Surprisingly, a regulatory framework already exists, the International Maritime Organisation’s (IMO) Code of Safety for Nuclear Merchant Ships – also known as the Nuclear Code, although no civilian nuclear powered cargo vessels have been built since the Savannah. While the economics of nuclear look increasingly attractive given the combination of much larger vessel tonnage, a much higher demand for global trade, high oil prices and of course pressure to reduce fossil fuel usage to address climate change, the global shipping community has been understandably reluctant to make the major investment required without certainty that major nations will berth atomic ships.

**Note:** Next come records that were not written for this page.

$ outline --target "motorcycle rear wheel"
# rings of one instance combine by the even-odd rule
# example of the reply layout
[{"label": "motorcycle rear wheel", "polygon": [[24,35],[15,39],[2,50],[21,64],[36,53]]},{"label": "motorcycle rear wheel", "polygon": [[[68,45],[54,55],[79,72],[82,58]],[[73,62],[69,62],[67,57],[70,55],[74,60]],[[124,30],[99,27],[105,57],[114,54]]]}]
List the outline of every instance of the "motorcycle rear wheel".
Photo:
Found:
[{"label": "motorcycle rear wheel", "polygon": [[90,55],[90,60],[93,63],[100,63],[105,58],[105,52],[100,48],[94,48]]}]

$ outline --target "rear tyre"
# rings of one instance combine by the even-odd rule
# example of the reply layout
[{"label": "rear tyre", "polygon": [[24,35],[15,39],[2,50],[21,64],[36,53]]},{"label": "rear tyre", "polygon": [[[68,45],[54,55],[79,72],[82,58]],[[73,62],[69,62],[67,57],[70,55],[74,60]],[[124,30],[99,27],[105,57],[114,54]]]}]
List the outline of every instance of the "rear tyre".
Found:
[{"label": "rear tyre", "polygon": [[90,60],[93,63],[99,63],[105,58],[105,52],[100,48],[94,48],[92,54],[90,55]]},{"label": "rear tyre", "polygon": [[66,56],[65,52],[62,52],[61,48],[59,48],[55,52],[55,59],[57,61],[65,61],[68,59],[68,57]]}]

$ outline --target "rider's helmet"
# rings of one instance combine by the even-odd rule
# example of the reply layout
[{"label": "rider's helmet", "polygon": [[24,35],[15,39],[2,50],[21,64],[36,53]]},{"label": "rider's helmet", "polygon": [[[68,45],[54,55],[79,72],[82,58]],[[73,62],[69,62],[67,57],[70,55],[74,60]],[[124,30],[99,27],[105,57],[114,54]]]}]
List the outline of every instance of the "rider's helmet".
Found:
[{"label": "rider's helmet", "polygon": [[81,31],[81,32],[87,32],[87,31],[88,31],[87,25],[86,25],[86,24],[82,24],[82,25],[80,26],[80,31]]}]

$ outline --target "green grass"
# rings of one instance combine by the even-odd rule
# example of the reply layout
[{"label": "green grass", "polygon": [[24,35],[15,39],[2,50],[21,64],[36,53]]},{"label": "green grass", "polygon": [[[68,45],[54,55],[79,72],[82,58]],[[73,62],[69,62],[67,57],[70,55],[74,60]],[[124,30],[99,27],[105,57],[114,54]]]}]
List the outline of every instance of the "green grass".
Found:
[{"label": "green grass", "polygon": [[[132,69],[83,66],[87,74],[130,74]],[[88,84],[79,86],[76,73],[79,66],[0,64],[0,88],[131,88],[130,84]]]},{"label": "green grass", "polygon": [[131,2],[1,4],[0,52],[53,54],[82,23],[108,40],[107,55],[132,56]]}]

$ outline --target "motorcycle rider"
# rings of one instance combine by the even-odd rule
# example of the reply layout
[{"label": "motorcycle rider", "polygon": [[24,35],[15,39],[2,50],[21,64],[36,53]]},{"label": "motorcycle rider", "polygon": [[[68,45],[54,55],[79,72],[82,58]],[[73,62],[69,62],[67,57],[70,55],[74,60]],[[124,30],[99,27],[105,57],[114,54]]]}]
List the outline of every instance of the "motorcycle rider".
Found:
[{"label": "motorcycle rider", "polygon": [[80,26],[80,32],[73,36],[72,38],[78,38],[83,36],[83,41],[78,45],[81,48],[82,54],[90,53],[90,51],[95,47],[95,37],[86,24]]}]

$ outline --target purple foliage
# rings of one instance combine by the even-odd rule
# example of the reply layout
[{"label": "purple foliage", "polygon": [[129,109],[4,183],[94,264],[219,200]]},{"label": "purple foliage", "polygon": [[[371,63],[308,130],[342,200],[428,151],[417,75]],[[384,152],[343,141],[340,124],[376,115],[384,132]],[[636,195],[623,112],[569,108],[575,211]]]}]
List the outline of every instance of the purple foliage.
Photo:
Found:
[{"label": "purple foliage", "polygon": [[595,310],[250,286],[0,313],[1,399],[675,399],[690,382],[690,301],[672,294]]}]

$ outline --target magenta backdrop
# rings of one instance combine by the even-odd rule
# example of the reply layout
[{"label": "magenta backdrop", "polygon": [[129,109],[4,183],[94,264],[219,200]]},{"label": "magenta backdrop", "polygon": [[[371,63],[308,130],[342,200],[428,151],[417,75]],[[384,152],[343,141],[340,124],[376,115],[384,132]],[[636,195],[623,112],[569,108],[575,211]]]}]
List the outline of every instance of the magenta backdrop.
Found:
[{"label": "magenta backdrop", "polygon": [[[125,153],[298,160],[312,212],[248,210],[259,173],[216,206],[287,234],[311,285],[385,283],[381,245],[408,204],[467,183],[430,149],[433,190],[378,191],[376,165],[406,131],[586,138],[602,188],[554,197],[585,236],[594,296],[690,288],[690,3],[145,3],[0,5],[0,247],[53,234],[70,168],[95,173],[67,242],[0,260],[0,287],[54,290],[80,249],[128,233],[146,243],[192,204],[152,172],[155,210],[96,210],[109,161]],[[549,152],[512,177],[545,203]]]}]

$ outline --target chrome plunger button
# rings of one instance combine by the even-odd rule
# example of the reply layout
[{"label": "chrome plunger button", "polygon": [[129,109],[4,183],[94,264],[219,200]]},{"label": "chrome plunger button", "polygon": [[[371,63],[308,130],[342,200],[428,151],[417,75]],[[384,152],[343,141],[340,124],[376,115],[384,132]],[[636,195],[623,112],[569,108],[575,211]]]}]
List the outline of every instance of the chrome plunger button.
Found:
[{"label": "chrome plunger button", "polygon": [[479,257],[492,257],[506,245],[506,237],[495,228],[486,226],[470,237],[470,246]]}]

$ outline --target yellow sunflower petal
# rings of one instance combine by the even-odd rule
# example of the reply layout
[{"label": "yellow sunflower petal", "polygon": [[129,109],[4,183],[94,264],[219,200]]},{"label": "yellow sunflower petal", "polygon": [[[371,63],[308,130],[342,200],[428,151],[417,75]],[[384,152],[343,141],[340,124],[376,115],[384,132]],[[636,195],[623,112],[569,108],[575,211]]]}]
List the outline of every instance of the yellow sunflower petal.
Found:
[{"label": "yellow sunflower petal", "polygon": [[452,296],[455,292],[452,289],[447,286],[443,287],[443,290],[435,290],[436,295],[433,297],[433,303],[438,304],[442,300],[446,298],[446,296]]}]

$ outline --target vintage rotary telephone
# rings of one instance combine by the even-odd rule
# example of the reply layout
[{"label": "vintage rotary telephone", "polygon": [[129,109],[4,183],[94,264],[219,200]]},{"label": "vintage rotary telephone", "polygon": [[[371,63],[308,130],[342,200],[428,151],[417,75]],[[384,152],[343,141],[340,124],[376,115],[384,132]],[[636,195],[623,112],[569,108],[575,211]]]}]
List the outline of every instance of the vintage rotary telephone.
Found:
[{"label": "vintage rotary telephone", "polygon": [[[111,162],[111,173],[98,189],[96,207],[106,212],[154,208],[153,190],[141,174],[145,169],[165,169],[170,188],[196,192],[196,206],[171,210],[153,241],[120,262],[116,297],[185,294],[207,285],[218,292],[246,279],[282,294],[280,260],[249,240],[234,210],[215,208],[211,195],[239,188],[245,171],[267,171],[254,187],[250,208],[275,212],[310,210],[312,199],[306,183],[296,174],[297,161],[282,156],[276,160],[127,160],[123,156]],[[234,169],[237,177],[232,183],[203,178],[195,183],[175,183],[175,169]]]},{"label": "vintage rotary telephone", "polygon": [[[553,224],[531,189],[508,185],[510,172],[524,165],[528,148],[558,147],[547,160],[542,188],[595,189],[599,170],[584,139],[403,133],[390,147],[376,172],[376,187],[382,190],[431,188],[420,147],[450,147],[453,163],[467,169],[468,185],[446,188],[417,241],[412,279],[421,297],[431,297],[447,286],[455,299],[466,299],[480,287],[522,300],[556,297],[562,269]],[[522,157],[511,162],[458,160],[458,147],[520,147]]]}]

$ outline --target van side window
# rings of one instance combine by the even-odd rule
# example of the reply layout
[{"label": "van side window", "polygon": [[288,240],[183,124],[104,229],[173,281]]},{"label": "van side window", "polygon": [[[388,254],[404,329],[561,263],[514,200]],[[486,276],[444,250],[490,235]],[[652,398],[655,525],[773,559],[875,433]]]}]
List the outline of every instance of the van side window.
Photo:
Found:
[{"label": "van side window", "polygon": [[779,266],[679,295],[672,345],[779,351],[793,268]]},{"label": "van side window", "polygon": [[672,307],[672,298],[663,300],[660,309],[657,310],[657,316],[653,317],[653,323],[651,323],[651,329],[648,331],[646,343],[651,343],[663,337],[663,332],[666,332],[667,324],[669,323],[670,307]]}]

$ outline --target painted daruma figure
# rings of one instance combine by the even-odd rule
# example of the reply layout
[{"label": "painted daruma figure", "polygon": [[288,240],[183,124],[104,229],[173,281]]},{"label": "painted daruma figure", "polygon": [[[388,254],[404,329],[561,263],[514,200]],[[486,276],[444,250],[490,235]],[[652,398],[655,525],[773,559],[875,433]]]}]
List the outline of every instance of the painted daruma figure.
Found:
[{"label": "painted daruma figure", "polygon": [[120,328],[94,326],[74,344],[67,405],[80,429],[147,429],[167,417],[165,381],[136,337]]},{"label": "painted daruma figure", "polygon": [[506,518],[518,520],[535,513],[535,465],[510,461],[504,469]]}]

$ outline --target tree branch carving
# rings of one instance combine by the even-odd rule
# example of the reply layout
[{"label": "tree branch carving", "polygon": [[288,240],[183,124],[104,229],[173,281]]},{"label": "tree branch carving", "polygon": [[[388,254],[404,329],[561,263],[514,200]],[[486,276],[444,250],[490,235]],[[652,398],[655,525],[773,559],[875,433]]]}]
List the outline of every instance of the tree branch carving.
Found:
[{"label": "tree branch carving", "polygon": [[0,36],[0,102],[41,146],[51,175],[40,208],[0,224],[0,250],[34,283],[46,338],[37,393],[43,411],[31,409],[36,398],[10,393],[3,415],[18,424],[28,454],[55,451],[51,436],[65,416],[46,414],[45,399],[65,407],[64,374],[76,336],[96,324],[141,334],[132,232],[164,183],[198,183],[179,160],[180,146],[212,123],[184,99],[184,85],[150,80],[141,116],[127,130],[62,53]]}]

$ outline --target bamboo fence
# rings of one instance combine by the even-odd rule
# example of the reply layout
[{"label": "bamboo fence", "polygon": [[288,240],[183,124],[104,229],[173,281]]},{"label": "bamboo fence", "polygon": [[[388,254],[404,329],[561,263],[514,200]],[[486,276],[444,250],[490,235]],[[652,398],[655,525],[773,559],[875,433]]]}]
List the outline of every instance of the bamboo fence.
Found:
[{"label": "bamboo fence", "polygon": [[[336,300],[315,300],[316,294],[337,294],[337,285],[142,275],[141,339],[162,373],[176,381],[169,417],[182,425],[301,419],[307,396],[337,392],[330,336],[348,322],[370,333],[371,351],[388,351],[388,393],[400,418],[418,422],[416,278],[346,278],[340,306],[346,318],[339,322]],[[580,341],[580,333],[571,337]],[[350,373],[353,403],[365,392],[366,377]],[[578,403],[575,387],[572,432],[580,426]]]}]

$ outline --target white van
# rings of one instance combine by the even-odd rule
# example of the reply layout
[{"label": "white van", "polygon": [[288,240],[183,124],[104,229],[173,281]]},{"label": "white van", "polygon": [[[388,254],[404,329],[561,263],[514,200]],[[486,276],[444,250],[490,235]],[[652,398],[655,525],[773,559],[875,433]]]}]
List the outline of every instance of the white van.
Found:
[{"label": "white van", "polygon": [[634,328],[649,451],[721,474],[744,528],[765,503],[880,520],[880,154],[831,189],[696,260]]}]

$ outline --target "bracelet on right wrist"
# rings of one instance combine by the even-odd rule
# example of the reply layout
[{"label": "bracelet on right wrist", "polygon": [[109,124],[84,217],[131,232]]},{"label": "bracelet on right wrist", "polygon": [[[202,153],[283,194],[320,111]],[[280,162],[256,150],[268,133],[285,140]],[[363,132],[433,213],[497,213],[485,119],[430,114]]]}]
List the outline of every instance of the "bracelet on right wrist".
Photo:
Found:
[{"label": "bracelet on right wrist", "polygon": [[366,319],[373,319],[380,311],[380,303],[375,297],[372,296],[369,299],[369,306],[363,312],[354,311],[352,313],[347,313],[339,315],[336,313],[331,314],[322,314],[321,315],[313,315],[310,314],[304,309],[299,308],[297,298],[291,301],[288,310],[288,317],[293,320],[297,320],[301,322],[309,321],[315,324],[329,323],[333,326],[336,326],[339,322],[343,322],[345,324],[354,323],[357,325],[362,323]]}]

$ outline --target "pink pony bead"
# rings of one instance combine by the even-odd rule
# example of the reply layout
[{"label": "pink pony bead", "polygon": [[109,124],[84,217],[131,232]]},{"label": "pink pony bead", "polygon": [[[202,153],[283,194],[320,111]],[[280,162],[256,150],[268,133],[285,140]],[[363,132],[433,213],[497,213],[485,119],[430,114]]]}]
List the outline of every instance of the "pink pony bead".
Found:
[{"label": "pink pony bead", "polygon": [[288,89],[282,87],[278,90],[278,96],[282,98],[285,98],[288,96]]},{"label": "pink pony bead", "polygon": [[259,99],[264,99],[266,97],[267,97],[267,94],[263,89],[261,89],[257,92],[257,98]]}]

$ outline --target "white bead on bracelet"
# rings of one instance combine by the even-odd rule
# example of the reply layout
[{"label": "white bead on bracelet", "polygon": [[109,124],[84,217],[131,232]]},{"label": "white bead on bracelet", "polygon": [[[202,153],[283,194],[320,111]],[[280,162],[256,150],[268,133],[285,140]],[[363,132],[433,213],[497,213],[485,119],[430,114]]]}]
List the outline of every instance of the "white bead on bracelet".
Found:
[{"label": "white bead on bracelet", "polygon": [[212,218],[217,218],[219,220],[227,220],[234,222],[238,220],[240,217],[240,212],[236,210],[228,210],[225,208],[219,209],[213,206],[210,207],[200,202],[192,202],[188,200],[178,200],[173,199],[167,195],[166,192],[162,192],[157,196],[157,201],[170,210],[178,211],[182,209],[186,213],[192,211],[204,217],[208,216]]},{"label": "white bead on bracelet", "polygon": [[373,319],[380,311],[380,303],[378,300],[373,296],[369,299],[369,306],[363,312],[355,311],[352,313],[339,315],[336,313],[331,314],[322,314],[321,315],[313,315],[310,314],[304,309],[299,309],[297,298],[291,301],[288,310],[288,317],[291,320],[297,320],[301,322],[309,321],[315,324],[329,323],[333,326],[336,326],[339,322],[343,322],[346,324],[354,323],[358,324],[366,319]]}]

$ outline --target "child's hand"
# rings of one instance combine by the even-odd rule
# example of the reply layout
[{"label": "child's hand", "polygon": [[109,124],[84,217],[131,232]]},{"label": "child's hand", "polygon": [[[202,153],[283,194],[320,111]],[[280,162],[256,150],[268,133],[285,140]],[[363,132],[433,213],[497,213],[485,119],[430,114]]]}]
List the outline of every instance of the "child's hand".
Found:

The UK move sets a modern precedent and will create a set of standards that will allow shipyards to build nuclear powered vessels and establish a benchmark for similar legislation around the world. With current technology, battery electric drive is impractical for oceangoing vessels, so nuclear propulsion appears to be the fastest and most practical way to decarbonize global shipping. And there may be a test vessel on the way.
In March, Singapore-based Earth 300 Ventures, a project aimed at environmental research and technology development, announced that the group will build an advanced floating research laboratory containing 22 research labs and housing 160 scientists. The vessel will be 1000 feet long and is expected to eventually be driven by advanced nuclear propulsion, possibly a molten salt reactor. The ship is expected to be launched in 2025, with nuclear propulsion following some 5 to 10 years later. By the time it’s ready, the regulatory infrastructure should be too.